The economics favor the attacker. Training a frontier model costs hundreds of millions of dollars. Running 28.8 million API calls against Claude costs, at current pricing, somewhere in the low millions. The return on investment is enormous if the extracted model is commercially useful.
Anthropic’s letter asks Congress to act. What action is unclear. Export controls on model weights already exist. The administration’s export control directive on Mythos 5 suggests the government is willing to restrict access to frontier models. But distillation attacks do not require access to weights. They require access to APIs. And APIs are the primary way AI companies make money.
This is the dilemma. Anthropic sells API access. Alibaba bought API access. Anthropic says Alibaba used that access to extract capabilities. The same transaction that generates revenue for Anthropic also generates the data for an extraction attack. There is no clean way to distinguish a legitimate customer from an extraction campaign until the campaign is underway.
The 25,000 accounts suggest Alibaba was trying to evade detection. Companies like Anthropic monitor API usage patterns for signs of distillation: high query volumes, repetitive prompts, unusual distributions of inputs. Spreading queries across thousands of accounts makes detection harder, though clearly not impossible in this case.
What happens next is unclear. The letter is a public accusation, not a legal filing. Anthropic could pursue civil action. Alibaba could deny the allegations. The Senate committee could hold hearings. The administration could expand export controls. But the underlying technical reality will not change: as long as frontier models are accessible via API, distillation attacks will continue.
The February announcement naming DeepSeek, Moonshot, and MiniMax did not stop Alibaba. The White House memorandum did not stop Alibaba.

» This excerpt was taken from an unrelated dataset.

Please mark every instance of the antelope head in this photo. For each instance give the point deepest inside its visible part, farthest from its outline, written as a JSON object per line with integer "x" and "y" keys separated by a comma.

The question is whether anything short of restricting API access to domestic users will stop these campaigns. And restricting API access to domestic users would break the business model of every U.S. AI company.
Anthropic is making a bet: that public pressure and Congressional action will deter future attacks. The evidence so far suggests otherwise. Distillation campaigns are getting larger, not smaller. The attackers are getting more sophisticated, not less. And the companies being attacked are also being restricted by the same government they are asking for help.